Bir gün protokoldedir bir gün sırtında çuval vardır...

Koronalı günlerde bile derebeylikler ile dükalık mesai düzenini değiştirmişken onlar hiçbir şey olmamış gibi çalışmaya devam ediyorlar.

Kooperatifler en çok hizmet veren, çalışan, çile çeken olmasına rağmen derebeyliklerle, dükalığı beslediğinden kazancı kooperatifinde bile kalamaz. 

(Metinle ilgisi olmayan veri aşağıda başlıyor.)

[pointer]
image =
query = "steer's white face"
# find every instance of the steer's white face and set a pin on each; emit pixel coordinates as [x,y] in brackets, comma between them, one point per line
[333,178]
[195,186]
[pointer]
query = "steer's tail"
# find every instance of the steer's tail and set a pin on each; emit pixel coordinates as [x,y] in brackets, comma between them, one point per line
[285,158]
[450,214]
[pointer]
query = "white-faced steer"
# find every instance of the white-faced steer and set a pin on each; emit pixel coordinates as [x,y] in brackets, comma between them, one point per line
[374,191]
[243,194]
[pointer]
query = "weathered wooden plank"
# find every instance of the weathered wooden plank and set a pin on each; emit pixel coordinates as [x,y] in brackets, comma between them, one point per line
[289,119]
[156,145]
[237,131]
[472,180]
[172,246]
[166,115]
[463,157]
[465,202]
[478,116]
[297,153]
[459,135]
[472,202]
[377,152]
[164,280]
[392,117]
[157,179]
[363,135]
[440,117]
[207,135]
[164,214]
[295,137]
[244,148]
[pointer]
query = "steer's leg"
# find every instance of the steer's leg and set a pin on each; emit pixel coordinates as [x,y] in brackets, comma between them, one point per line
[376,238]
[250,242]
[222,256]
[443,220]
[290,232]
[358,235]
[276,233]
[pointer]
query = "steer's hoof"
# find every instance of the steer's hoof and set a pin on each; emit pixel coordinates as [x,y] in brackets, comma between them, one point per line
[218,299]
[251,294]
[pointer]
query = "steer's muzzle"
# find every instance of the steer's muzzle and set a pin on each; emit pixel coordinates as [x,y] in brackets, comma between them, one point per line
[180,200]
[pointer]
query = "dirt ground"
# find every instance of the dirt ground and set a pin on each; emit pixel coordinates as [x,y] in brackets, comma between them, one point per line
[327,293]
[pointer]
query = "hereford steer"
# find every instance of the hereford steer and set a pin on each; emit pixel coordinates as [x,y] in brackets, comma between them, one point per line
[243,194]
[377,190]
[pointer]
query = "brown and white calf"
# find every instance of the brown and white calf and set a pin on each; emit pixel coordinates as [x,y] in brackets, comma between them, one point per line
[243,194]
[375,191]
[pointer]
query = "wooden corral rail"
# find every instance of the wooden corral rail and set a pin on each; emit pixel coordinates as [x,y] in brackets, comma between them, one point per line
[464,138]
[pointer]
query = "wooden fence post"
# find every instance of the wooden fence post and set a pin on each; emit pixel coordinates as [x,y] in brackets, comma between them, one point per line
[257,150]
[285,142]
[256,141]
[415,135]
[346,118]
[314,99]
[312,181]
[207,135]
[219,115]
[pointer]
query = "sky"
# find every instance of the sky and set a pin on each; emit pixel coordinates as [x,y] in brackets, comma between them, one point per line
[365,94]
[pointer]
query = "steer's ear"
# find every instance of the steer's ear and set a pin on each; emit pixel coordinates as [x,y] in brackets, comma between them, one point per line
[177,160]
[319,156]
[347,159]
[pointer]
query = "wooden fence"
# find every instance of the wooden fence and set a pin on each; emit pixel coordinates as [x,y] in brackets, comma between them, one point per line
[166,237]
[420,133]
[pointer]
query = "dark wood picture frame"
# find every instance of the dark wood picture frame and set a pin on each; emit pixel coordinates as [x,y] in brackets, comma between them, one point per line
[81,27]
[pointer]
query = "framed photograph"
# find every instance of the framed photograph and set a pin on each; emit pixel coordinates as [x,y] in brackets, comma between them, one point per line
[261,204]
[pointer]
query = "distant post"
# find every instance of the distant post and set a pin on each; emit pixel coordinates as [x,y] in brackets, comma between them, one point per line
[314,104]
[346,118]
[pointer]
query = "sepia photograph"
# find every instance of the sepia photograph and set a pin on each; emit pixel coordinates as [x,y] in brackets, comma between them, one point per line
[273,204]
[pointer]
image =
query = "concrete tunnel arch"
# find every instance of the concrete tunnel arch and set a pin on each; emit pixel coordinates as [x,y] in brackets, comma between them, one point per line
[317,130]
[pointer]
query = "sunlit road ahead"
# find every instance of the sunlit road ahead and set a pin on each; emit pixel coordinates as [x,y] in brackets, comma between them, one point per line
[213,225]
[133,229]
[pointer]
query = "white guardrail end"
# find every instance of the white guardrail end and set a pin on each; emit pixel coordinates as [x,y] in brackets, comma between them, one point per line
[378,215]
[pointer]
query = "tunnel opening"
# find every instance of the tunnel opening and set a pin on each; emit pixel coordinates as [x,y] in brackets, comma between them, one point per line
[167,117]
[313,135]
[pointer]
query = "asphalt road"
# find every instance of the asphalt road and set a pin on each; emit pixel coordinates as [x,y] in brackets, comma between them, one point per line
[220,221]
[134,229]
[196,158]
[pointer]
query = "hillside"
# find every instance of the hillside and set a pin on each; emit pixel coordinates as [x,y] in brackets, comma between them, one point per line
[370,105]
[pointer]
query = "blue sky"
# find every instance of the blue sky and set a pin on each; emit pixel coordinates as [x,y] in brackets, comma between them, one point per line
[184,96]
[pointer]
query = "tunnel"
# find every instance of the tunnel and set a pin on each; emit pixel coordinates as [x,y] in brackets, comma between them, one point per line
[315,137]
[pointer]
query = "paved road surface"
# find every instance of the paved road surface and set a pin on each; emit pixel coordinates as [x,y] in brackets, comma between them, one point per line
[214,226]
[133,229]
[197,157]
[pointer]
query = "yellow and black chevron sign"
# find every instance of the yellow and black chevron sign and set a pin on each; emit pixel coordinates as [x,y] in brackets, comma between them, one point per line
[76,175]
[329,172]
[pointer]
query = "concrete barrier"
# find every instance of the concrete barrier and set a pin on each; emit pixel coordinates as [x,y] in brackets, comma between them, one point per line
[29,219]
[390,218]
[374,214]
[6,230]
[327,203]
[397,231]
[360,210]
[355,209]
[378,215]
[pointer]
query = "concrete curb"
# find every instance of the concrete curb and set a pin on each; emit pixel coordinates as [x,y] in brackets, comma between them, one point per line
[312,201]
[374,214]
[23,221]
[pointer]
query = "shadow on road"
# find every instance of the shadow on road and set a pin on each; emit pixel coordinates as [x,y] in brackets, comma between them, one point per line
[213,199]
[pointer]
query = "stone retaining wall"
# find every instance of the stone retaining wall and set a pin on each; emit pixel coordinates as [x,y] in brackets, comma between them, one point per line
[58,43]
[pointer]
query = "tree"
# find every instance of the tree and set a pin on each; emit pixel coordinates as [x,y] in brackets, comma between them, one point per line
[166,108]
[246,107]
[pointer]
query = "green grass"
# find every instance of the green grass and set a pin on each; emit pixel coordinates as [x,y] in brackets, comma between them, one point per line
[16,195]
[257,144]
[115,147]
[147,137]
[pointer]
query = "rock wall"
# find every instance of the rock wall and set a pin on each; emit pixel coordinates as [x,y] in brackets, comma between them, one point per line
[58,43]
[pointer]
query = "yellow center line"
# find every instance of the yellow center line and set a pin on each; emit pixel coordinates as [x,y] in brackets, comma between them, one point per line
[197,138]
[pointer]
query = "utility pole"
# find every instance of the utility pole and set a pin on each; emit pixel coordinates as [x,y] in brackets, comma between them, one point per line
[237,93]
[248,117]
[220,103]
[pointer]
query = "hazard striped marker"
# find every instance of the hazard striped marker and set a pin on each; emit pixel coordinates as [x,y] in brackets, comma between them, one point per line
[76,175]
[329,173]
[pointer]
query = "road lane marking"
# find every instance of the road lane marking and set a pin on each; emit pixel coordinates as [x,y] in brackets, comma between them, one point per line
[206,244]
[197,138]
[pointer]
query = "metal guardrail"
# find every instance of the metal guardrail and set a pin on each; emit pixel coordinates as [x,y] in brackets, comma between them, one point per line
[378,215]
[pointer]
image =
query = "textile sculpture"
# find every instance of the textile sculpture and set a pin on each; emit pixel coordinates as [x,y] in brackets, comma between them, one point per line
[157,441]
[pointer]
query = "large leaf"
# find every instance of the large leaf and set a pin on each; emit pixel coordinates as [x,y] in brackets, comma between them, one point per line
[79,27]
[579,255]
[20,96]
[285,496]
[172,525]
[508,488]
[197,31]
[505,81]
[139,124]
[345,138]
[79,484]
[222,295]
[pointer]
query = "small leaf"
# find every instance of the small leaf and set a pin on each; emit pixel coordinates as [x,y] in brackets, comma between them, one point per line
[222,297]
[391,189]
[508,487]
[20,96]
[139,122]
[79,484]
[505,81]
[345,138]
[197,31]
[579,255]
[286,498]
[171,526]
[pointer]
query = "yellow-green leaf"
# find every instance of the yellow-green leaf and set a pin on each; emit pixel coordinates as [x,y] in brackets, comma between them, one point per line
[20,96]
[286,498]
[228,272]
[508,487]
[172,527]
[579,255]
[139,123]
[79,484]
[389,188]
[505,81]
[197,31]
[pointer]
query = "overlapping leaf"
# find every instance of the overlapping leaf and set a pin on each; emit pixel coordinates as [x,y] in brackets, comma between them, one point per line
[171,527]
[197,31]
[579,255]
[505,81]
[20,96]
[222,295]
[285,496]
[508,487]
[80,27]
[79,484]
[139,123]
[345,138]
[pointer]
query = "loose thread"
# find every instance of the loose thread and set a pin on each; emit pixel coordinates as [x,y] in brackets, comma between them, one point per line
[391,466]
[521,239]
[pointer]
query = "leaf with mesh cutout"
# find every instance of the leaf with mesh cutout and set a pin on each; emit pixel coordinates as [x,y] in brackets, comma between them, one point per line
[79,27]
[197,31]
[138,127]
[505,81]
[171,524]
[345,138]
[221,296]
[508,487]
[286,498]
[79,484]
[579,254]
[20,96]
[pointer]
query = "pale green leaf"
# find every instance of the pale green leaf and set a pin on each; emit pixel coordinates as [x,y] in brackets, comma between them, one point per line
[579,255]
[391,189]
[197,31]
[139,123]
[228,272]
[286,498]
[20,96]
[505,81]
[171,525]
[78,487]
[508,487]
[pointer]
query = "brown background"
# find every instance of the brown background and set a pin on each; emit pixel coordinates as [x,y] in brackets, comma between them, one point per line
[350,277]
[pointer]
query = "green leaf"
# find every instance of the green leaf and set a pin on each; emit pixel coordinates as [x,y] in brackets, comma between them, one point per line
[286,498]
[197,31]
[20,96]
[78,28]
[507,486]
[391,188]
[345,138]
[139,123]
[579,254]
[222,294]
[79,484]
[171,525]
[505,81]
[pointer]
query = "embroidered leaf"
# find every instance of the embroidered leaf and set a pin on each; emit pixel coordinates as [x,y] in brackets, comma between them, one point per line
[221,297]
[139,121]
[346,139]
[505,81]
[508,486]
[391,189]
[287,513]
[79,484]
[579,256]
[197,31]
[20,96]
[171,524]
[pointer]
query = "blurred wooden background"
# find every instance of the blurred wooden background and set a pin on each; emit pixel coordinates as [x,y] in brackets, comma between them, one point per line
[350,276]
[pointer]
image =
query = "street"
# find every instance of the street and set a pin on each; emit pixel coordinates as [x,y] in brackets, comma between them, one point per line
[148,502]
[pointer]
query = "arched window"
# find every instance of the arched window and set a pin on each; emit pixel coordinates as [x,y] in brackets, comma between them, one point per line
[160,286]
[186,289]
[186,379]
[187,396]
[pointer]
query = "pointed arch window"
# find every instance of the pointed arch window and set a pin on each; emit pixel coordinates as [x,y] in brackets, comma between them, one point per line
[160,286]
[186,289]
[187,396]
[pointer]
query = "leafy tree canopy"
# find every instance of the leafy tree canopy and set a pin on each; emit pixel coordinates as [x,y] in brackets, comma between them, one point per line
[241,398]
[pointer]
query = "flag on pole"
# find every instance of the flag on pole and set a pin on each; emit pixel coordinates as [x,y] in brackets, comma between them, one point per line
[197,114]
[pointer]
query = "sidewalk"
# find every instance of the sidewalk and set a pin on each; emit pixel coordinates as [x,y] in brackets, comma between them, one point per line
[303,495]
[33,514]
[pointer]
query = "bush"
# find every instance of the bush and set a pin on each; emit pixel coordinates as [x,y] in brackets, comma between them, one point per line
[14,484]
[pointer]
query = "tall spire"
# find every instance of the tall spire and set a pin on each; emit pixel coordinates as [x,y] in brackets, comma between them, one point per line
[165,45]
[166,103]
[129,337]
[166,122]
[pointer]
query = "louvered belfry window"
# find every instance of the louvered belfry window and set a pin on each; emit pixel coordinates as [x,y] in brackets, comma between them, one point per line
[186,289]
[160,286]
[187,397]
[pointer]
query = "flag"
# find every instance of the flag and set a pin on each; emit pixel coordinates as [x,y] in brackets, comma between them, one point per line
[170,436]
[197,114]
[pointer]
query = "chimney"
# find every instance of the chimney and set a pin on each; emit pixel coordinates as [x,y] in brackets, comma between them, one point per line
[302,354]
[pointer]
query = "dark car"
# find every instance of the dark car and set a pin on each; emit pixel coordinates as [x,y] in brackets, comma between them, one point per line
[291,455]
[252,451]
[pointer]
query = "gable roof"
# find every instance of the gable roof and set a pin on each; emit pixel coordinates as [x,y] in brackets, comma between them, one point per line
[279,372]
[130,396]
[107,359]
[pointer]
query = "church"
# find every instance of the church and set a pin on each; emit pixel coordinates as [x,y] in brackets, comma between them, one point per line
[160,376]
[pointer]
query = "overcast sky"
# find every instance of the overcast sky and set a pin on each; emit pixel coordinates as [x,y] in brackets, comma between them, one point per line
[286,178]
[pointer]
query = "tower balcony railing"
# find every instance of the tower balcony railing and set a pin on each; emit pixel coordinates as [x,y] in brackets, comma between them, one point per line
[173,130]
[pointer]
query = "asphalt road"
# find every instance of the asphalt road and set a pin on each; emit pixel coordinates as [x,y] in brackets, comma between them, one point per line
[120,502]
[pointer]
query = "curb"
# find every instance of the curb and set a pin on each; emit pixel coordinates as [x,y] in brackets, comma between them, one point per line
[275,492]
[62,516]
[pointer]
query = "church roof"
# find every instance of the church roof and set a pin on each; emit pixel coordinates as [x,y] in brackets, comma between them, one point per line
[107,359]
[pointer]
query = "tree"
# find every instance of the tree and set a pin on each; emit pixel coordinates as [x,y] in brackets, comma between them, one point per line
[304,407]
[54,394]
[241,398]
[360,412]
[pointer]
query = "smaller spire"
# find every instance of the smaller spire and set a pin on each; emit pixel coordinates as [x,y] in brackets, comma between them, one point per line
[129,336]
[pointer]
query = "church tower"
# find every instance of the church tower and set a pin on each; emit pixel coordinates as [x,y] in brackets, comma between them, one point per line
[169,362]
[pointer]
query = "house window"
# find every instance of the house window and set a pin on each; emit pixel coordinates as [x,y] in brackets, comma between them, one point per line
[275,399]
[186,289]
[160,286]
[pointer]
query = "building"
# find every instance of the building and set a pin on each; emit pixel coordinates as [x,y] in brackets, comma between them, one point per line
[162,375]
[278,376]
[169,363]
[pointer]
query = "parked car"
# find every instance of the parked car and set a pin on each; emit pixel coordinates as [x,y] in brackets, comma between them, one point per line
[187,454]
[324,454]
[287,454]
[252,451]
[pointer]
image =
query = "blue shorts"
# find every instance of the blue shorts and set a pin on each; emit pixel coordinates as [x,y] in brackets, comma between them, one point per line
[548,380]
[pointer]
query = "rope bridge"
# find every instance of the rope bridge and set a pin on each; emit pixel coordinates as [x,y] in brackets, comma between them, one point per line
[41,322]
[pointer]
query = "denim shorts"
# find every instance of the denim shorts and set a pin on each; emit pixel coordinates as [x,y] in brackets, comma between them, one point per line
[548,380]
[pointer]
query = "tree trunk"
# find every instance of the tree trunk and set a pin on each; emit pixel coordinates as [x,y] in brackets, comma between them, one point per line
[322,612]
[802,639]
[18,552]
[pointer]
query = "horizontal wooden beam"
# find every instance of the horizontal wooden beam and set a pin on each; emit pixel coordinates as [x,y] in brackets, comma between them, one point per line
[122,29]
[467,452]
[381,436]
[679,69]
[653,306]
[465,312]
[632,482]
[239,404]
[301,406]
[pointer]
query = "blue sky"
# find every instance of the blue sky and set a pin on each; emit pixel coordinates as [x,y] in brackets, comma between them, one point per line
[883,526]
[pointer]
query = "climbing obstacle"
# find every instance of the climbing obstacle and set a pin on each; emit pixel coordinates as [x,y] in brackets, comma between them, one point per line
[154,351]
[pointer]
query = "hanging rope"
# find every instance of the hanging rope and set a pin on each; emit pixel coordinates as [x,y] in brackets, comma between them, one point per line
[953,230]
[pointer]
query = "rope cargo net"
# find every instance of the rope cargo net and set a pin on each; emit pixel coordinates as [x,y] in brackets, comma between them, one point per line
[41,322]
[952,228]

Bütün bunlara rağmen kooperatifçinin kıymeti bilinmez, itilip kakılır ve hatta bu da yetmez olur olmadık nedenlerle denetçi, kontrolör, müfettiş yeni yetmelerin önüne atılır. 

Onlar çalışkan oldukları kadar, fedakar ve sabırlıdırlar.

Çoğu zaman çektikleri sıkıntılara kendileri ile birlikte aileleri de katlanır.

Merkez birliğinin, bölge müdürlüklerinin ve hatta devletin politikalarına kızan çiftçilerimiz hemen yanındaki kooperatifçiye tepki gösterse de bütün vatandaşlarımızla birlikte ülkenin çiftçileri, köylüleri de onlara çok şey borçludur. 

Her toplulukta olduğu gibi içlerinden suiistimalde bulunan 3-5 kendini bilmez çıksa da ülkemizin bu binlerce kooperatifçi tarım emekçisinin hak ettikleri imkanlara ve değere kavuşmalarını dilerek  saygıyla selamlıyorum.